Mike Clarke / AFP / Getty Images

The world’s leading jailer of journalists is China, which is holding 44 reporters, according to the CPJ.

Gao Wenqian, a policy adviser with Human Rights in China, said there are two principal reasons for the new round of crackdowns: The increased outspokenness of journalists “in response to promises made by President Xi Jinping during his early days in office.”

“The escalated crackdown on journalists over the past year has been an effort by the authorities to control the media as they realized that things would get quickly out of their control if people really practiced what Xi Jinping said,” said Gao, adding that these fears are “compounded by the economic slowdown in recent years,” which he said has “sharpened social conflict.”

Also worth noting, said Gao, is that more than half the detained journalists are Tibetan or Uighur. “The persecution of ethnic minorities is part of the overall human rights situation,” he said. “The fear is that separatist dissent could produce a chain reaction in Taiwan and Hong Kong.”

The Hong Kong pro-democracy protests have played a role in China’s media crackdowns, said activist and blogger Wen Yunchao. “The umbrella revolution [in Hong Kong] will certainly make the lives of Chinese journalists harder,” he said, adding that over 100 Chinese citizens have been detained and arrested for supporting the protests, including journalists.

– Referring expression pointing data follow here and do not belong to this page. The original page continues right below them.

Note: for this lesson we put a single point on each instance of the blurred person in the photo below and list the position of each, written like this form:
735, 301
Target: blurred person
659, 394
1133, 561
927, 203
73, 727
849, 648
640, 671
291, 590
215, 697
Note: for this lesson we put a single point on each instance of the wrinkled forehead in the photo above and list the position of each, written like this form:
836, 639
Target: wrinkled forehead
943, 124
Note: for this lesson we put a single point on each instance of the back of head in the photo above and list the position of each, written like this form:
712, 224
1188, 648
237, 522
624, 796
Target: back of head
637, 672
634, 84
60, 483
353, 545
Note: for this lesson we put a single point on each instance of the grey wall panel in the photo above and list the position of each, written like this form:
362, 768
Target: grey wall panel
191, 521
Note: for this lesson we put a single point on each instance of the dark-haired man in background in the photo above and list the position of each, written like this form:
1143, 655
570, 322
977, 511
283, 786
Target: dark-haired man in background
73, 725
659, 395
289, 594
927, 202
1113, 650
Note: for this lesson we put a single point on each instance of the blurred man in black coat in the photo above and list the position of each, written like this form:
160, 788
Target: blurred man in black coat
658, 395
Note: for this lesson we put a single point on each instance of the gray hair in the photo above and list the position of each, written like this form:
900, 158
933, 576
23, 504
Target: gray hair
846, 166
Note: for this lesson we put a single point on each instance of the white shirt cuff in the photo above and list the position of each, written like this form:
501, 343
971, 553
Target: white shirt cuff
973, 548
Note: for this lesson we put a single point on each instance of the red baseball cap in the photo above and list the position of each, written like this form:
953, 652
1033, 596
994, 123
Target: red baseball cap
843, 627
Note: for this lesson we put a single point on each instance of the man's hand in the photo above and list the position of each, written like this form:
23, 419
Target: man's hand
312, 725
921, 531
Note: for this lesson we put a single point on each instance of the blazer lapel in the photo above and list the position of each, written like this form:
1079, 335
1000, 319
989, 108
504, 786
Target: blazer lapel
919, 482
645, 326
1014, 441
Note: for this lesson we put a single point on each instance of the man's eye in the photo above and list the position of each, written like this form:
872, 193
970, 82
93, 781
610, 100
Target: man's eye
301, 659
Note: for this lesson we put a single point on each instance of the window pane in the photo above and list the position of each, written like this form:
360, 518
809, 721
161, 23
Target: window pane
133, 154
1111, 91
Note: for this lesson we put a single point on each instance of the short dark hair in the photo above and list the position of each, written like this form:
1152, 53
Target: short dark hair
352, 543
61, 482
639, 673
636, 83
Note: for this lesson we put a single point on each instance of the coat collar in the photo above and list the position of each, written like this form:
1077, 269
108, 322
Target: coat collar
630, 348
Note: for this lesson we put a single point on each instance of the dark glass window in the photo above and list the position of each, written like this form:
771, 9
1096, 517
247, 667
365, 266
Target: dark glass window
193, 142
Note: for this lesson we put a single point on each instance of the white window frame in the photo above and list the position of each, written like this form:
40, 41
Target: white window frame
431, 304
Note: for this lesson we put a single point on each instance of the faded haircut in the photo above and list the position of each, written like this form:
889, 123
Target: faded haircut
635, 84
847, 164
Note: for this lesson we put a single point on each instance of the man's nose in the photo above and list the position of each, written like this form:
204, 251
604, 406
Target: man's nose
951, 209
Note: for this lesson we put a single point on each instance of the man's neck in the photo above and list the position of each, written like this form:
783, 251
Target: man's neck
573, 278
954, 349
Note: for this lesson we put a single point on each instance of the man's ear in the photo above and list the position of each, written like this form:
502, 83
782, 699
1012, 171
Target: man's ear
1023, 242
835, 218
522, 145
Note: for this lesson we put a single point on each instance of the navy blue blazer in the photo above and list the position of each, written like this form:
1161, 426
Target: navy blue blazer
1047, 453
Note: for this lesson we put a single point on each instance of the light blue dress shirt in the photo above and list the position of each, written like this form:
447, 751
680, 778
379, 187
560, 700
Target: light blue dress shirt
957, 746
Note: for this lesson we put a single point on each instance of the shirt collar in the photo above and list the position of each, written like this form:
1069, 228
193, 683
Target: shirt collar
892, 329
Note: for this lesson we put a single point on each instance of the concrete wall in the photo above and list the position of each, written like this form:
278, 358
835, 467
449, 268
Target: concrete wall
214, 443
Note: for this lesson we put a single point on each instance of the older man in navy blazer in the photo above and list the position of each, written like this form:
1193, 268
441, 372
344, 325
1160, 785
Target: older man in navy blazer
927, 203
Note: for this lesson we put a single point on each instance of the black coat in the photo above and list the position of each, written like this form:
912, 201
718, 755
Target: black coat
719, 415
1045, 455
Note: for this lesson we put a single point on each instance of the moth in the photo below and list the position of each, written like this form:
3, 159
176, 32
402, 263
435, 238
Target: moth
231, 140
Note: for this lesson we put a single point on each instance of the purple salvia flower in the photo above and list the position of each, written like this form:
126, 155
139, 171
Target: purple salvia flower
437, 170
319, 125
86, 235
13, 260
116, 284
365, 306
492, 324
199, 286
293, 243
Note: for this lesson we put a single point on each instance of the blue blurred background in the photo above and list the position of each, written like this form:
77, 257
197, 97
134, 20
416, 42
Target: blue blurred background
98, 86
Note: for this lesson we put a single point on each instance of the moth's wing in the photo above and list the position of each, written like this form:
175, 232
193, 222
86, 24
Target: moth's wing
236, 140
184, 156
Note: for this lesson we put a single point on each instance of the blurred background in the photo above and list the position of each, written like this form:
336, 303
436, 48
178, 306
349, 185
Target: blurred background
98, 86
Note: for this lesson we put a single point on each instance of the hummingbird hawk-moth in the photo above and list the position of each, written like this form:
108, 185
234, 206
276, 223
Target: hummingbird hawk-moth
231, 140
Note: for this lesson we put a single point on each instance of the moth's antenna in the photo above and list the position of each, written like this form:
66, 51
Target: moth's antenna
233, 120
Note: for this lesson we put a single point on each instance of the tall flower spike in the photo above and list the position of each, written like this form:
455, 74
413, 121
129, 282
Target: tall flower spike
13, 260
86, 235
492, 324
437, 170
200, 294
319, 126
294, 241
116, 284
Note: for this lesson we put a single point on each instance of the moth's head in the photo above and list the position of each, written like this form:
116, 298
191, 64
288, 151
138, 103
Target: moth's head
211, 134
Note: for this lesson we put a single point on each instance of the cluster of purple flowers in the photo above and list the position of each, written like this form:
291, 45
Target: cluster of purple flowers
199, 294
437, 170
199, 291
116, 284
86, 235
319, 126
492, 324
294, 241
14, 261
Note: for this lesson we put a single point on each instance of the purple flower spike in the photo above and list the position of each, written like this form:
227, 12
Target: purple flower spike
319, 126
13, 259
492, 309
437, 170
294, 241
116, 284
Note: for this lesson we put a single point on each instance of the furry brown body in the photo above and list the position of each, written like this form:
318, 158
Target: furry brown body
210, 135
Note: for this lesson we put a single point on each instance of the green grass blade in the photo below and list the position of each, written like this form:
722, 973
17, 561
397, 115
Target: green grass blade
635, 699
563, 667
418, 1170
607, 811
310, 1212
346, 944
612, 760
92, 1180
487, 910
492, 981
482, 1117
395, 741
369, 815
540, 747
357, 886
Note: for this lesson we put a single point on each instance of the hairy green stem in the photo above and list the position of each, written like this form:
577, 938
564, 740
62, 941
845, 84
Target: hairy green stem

“Under the name of protecting secrecy, the government has further tightened the control of the press. Therefore, more Chinese journalists got arrested last year,” said Wen. “This doesn’t mean that journalists are more outspoken today than they were before. In fact, journalists have been quite silent.”

State secrets vs. free media

Washington Post reporter Jason Rezaian has been held in Iran’s Evin Prison since July. He was charged with unspecified crimes after being detained for nearly five months. According to the CPJ census, charges haven’t been disclosed against 20 percent of jailed reporters.

Increasingly, the CPJ study notes, governments are enacting laws that facilitate media crackdowns based on the notion of state security, as is the case with a new law in Japan.

It’s an argument used by major jailers of journalists, such as China, Iran and Egypt, where the number of jailed reporters has double since 2013, to 12 identified cases.

Egypt has held three Al Jazeera journalists — Peter Greste, Mohamed Fahmy and Baher Mohamed — since Dec. 29, 2013, with sentences ranging from seven to 10 years. Their appeal is scheduled to be heard on Jan. 1, 2015.

Although Turkey, deemed “the world’s worst jailer” of journalists by the CPJ in 2012 and 2013, released a number of reporters this year, a recent raid resulting in the detention of at least 23 journalists employed by news organizations linked to a cleric who is at odds with President Recep Tayyip Erdogan has raised red flags.

“In the case of Turkey, definitely, it is a regressive step. That’s a disturbing trend because Turkey is an important democracy in the region," said Mahoney.

in Iran the number of detained reporters in is down to 30, from 35 in 2013, the CPJ study says. But the July arrest of Washington Post reporter Jason Rezaian has led to concerns of worsening crackdowns in the country.